Jo rolls her eyes. Dean always used fake names when he didn't recognize the number calling him. "Dean. I know it's you."
There's a momentary pause where she can literally hear his confusion, his disbelief. "If this is a joke, I swear to god I will end you."
"Oh, please," Jo laughs. "I'm not that easy to end.. but we already figured that one out, didn't we?"
She stops again, gathering her courage before continuing more seriously.
"It's really me, Dean. Jo. Me and my mom are okay. She doesn't want me to talk to you, but hey, what else is new?"
She thinks he can hear him starting to tear up, but she'd never mention that out loud. It would ruin his whole macho man persona. She can hear him calling to Sam in the room, and they're cheering and yelling for Bobby, and she thinks that maybe being an adult is about making the right calls, literally and figuratively, even when other people tell you not to.. and even when those other people will probably try to ground you for the next week.

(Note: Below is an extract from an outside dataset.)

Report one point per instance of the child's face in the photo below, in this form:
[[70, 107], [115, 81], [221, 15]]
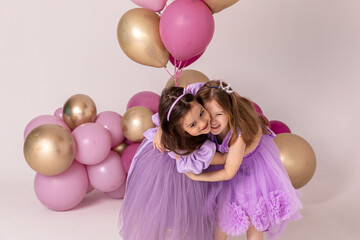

"This is definitely the good news we needed. We've been through the ringer while you were gone."
She can hear Dean's smile through the phone, and feels it tug at her heart—and maybe, just maybe, she's not over that crush just yet. All she knows is it is so good to hear his voice again. They were still a part of her life, and she wasn't walking away without a damn good fight.
But, boy, her mom was going to be pissed.